ユスリカをキャッチするジョウビタキ(写真・唐沢孝一)
人以外の生物にとっては棲みにくいはずの都市に、近年多くの野鳥が進出しています。希少種として保護活動が行われていたタカ類までも、都心で繁殖するようになりました。ヒヨドリやキジバト、キツツキ類のコゲラや磯にすむイソヒヨドリまで都会で子育てをはじめました。

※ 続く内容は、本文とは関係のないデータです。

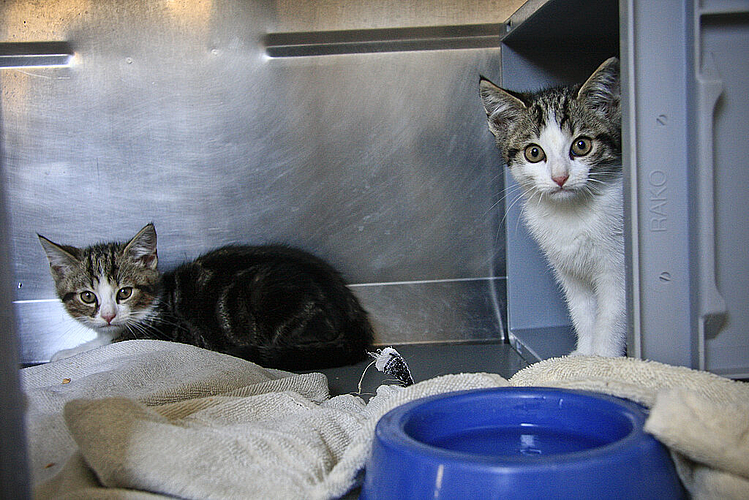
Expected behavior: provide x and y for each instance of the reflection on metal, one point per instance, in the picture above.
(381, 40)
(380, 163)
(35, 54)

東京都心や千葉県市川市を中心に、半世紀以上にわたって都市鳥を観察してきたNPO法人自然観察大学学長の唐沢孝一さんが分析した、人と鳥との関係性の変化とは――。

「ロンドンと東京」のスズメ

スズメは日本人をどう見ているのだろうか? そんなことが気になったのは、都市鳥研究のためにロンドンを訪ねた1990年夏のことであった。

ロンドン中心部のセント・ジェームズ公園の一角で大勢の人が手を差し出している。いったい何をしているのだろうか。しばらくすると、スズメ(イエスズメ)が飛来し、手に乗って餌を食べはじめた。人を恐れずに手に乗るなど1990年代の日本では考えられないことであった。

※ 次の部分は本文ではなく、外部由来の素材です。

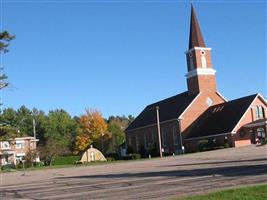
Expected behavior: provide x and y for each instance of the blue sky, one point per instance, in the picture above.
(119, 56)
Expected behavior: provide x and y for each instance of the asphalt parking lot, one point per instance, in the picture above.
(164, 178)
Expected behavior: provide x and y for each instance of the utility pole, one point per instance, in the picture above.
(34, 127)
(160, 148)
(181, 138)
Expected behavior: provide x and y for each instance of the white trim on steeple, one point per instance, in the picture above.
(197, 48)
(200, 71)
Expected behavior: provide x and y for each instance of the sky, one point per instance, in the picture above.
(119, 56)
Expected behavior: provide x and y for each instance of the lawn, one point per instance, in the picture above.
(258, 192)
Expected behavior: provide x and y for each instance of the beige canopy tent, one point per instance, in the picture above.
(92, 154)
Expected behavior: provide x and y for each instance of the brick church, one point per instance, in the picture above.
(200, 117)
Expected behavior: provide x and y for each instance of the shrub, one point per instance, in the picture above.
(109, 159)
(136, 156)
(66, 160)
(113, 155)
(8, 167)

手のりのイエスズメ(ロンドン・セント・ジェームズ公園。1990年8月22日)(写真・唐沢孝一)

日本のスズメは人への警戒心が強く、人の姿を見ただけで飛び立ってしまう。ロンドンと東京ではなぜこうもスズメのフライトディスタンスが違うのだろうか。

その背景には、スズメの人に対する信頼感の違いが見てとれた。ロンドンでは市民が野鳥を愛護し、スズメは人を信頼していたが、当時の日本では、スズメは害鳥として追い払われながら人家周辺で暮らしていた。